Monday, September 26, 2011

Something Thoughtful

Nicholas Reid reflects in essay form on general matters and ideas related to literature, history, popular culture and the arts. You are free to agree or disagree with him.

“NOTHING BUT THE MIDDLE” – THE FATE OF THE SHORT STORY

Schoolteachers love short stories, because a short story can be read in the time of an average teaching period, can be discussed and can be dissected in follow-up periods. Read two short stories and you’ve planned one class’s week of English lessons.

As this is true, I’m sure somebody lined you up when you were at school and told you about short stories. And I’m sure their spiel went something like this:-

There are two sorts of short story. There is the short story driven by plot and there is the short story driven by the observation of character. Go down the plot-driven path, and you have Sherlock Holmes detective stories, Somerset Maugham’s cynical anecdotes, the sting-in-the-tail of Guy de Maupassant’s La Parure (The Necklace) and the endless stings-in-the-tail of a volume of  O.Henry or Roald Dahl.  Go down the character-observation path and you have slices-of-life, ‘life’s enormous trivialities’ and ironic observations of character by Anton Chekhov, James Joyce, Katherine Mansfield and Frank Sargeson. Don’t look for neat beginning, middle and end in their stories. Look for revelation of character in everyday actions. Now class, what sort of short story is the one I just read with you?

As a teacherly generalisation, this one isn’t bad – so long as you haven’t opened a volume of stories published more recently than the 1950s.

But it has its limitations.

To begin with, close observation of character isn’t exclusive of a well-wrought plot (check out Ambrose Bierce’s point-of-death tale An Occurrence at Owl Creek Bridge).

To go on with, often the same writer is capable of writing different styles of short story. The trickiness of de Maupassant’s ending to La Parure is in no way indicative of the man’s whole work, much of which was slice-of-life and observational. Earlier this year I reviewed Craig Cliff’s excellent debut collection A Man Melting, and noted that the young New Zealand writer preferred observational character tales, but he could produce an honest-to-God sting-in-the-tail when he chose. The same was true of Graham Greene’s short stories.

Then there’s the fact that successful observational stories are as firmly structured and focused as stories that lead us on by the complexities of their plot. They are not formless and un-wrought. Nadine Gordimer is predominantly concerned with place and person rather than with the trickiness of plot;  but open any collection of her stories and note how each one ends exactly at the point where its irony will sink in most deeply.

The distinction between plot-driven story and character-observational story is not as rigid as the teacher generalisation suggests. Regrettably, too, the old generalisation has had the effect of suggesting to schoolkids that a well-wrought plot is unimportant or unnecessary or not as highbrow, and therefore not as prestigious, as the tales of Mansfield, Joyce etc.
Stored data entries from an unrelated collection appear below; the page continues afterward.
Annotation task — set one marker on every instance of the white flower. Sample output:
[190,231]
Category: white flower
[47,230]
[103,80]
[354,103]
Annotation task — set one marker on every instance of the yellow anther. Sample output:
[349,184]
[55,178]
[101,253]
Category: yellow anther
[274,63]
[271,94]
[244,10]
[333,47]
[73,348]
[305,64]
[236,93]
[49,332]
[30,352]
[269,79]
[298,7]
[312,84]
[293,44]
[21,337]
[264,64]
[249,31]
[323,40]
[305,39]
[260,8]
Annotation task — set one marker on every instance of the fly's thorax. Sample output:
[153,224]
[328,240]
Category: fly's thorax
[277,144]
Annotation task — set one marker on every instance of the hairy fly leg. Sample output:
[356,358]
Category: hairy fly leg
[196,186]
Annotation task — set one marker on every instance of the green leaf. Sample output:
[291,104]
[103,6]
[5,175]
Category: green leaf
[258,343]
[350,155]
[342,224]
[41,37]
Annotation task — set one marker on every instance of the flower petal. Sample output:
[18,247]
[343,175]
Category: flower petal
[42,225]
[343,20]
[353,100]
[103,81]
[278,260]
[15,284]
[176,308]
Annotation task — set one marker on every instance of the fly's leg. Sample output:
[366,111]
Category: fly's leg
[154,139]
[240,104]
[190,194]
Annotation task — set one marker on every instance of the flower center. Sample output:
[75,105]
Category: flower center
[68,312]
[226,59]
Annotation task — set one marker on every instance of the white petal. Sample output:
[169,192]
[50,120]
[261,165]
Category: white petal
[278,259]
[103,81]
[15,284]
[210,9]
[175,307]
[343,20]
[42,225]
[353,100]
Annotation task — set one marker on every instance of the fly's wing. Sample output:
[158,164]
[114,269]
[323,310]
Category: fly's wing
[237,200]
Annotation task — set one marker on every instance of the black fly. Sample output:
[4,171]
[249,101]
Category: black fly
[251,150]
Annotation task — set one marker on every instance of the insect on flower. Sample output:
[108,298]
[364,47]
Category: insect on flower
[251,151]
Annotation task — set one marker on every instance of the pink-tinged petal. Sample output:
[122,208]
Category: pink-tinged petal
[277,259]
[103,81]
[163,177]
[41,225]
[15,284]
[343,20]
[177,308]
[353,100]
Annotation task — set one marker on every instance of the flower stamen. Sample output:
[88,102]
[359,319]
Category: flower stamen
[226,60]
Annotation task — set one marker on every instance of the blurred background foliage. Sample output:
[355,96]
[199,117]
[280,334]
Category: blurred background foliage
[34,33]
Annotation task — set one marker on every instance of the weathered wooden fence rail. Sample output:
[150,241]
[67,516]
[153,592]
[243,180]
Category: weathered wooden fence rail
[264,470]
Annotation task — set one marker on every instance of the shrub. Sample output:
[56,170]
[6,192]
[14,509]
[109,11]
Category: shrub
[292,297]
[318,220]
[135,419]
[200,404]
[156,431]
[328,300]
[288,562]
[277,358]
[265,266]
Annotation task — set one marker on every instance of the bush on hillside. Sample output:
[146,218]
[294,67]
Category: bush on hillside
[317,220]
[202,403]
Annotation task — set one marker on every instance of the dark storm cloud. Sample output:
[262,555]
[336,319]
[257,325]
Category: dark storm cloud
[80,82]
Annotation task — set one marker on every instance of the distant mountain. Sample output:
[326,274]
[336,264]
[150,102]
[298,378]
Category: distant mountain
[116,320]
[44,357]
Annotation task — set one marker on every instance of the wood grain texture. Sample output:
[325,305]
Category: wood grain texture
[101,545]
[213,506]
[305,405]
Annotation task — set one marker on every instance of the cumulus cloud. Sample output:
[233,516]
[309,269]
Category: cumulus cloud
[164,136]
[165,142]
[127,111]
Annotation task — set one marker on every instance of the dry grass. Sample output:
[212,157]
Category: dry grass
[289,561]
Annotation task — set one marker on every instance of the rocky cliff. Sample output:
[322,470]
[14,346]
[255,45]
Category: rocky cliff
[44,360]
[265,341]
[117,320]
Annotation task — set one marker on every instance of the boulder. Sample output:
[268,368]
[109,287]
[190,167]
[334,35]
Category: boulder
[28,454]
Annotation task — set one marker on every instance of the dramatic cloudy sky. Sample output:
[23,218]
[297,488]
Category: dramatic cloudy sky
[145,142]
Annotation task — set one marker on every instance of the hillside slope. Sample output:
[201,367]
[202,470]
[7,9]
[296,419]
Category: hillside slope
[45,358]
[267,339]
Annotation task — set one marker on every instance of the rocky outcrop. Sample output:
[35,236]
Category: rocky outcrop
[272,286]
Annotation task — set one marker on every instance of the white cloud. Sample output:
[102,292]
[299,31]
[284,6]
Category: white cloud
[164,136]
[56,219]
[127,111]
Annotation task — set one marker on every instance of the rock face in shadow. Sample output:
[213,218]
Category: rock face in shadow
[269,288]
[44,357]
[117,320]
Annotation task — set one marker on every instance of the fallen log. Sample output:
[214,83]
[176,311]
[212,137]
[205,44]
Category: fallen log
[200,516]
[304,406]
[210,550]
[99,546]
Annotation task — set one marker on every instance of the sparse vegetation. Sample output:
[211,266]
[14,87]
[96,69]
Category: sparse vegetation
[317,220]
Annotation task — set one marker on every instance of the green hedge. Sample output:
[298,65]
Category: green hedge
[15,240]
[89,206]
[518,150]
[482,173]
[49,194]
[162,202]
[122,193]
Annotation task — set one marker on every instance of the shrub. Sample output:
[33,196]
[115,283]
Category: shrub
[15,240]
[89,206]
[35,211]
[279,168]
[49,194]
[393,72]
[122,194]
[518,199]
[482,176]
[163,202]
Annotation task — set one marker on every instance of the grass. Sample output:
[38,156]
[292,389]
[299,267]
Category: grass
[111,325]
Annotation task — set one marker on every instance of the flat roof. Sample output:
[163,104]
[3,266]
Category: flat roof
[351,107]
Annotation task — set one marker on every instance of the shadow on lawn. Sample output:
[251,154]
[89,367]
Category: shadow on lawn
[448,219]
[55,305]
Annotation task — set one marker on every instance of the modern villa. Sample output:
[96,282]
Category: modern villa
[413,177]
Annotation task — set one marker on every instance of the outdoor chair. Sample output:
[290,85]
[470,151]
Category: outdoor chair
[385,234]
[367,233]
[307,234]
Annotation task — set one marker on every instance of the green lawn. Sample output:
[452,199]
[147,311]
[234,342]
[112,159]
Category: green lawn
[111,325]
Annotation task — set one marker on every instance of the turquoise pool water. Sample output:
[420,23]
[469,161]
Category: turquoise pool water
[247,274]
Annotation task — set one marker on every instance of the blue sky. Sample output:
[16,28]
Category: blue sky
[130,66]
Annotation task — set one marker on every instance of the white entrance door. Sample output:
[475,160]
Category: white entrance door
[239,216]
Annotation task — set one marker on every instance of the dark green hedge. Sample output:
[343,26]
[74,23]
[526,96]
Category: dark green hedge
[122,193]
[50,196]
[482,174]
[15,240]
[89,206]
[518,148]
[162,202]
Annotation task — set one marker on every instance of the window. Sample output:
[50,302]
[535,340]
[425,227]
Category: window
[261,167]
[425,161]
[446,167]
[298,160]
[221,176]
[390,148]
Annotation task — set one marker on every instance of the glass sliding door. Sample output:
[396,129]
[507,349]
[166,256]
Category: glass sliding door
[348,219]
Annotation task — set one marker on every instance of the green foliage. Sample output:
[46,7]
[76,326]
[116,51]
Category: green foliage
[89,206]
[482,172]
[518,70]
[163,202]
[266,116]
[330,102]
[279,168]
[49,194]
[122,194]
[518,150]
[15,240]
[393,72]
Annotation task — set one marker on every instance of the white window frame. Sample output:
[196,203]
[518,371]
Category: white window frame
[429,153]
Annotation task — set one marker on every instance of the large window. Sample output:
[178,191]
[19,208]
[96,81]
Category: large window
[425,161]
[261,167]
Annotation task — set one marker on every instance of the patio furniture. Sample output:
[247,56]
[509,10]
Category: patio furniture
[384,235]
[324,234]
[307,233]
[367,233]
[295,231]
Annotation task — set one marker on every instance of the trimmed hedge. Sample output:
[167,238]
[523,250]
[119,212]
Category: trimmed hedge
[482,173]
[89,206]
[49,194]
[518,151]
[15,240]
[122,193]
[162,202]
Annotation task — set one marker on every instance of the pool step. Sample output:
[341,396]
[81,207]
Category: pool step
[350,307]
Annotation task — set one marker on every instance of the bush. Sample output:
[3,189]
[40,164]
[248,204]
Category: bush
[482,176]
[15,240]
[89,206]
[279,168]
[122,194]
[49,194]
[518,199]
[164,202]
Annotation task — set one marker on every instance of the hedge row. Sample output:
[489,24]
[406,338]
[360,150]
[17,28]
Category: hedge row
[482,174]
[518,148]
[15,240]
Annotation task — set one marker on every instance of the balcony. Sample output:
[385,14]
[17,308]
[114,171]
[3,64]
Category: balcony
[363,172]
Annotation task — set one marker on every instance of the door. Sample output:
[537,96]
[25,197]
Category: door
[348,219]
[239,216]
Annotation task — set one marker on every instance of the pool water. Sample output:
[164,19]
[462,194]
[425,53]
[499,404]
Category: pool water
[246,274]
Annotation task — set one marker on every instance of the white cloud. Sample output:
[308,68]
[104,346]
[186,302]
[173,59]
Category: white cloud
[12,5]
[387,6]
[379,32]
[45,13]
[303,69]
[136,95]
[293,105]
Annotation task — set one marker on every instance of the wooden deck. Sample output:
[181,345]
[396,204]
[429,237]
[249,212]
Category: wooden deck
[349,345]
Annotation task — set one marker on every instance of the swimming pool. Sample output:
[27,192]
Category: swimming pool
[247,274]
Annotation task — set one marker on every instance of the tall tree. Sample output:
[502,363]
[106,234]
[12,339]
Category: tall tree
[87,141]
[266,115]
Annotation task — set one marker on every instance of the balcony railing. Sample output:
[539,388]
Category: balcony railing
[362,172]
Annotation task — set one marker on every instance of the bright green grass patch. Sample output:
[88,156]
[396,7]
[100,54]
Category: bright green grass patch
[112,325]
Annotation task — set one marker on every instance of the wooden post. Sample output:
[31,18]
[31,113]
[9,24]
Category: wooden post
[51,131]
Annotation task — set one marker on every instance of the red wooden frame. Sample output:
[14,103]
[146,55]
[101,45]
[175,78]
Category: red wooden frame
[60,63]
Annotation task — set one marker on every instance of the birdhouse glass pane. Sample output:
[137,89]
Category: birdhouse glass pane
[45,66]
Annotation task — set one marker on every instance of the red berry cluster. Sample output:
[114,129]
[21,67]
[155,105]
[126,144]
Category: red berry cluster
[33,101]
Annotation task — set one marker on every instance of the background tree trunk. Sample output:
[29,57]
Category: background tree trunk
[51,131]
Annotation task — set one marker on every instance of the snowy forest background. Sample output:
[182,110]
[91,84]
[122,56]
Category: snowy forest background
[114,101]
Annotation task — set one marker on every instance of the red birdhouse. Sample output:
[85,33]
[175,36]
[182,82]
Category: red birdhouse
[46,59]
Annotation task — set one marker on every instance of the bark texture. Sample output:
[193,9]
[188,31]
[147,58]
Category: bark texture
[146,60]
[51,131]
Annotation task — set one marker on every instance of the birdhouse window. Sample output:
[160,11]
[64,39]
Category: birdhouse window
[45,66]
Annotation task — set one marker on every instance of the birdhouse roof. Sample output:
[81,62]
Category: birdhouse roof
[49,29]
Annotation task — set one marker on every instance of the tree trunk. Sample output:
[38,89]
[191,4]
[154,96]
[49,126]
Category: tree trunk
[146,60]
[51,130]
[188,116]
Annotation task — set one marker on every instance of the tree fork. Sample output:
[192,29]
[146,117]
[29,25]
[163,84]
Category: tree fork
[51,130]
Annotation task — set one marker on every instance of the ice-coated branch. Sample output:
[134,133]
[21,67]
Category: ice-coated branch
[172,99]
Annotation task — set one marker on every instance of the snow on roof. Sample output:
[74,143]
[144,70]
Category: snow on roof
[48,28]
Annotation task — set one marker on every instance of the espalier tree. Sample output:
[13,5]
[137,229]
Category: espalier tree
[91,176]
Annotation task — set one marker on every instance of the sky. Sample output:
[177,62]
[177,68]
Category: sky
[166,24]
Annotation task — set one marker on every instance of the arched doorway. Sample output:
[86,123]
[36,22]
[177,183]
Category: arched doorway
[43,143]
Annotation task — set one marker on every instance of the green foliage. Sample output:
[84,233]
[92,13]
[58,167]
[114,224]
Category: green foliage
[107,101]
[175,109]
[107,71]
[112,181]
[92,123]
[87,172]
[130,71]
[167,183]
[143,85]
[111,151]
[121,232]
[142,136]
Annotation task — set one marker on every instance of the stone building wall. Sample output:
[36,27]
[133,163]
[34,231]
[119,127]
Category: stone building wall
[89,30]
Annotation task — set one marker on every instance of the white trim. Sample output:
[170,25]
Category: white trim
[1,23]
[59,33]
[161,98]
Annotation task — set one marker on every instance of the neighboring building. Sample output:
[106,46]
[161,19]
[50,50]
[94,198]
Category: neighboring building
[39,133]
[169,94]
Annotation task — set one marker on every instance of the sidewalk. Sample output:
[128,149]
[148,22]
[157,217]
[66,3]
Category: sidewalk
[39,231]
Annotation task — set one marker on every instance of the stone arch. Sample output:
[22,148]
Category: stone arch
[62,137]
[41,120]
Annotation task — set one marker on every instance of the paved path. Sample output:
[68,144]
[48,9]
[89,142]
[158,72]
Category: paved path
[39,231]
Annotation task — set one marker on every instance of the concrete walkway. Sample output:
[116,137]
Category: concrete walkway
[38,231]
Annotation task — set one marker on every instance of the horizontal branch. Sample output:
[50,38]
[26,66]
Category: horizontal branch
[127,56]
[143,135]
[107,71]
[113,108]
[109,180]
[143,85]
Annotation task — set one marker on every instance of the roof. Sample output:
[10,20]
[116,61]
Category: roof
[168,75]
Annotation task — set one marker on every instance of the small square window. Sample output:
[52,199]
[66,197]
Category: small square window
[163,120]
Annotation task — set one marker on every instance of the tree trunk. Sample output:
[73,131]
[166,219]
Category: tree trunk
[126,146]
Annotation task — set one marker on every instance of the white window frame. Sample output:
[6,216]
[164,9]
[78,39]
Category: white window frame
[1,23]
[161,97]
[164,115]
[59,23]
It is no defence of formulaic shock- surprise- or suspense-driven plots to note the great literary skill in many plot-dominated narratives.

Matters have moved on in the area of short stories, as in all types of literature, since the dichotomy of plot and observation was first established in teachers’ minds. We are aware of interesting experiments in short-story writing, like Charlotte Grimshaw’s two recent volumes Opportunity and Singularity, where the stories can be detached and appreciated as separate units, or read all together so that connections between them emerge and they become what their author once called “a novel with a large cast of characters”.

There have been more outré experiments in short-story writing than this, too, but there is one trend that causes me some difficulty.

Writing School advice often insists on discarding beginnings and endings and concentrating on middles. Don’t explain, allude. Don’t neatly tie off the action, leave it open-ended. Let cultural referents speak for themselves. Make the reader work a bit. Be opaque.

The result is many short stories where characters float weightlessly in a situation rather than in a plot, and there is no sense of development, let alone epiphany.

I think this approach once led to a fresh and stimulating sort of short-story. But it has now become the expected template for young writers. I am oppressed by tales which have some immediacy, but which simply do not tell me enough to know where their characters have been, where they are going or why I should care.

I feel no sense of completion when I put down such tales. Perhaps this is the point. Perhaps I am supposed to see that life is detachable moments rather than ongoing story. But, little reactionary me, I still crave to be taken on a journey, not to see only a snapshot.

I have found a way of coping, however. I have learnt to read such stories as I read poetry - for their imagery and allusions rather than for their revelations or onward march.

It helps. But I still dive back regularly into my de Maupassant, Gordimer and Greene for relief.

1 comment:

  1. The shortness of short stories suggests a distillation, that with economy comes a piece of work packed with more power than an equivalent word count from the long stretch of a novel. The writer hasn't got the space to build depth of character but can compensate with the eventful.
    I like the description of the 'middle only' short story with its free-floating character(s) and tend to think that robbed of a plot the character loses their edge, subsisting outside time's coercion and contingency, while the writer fails to exploit a fundamental story feature which is character + event. The challenge is to build, in a short space of time, a relationship between both.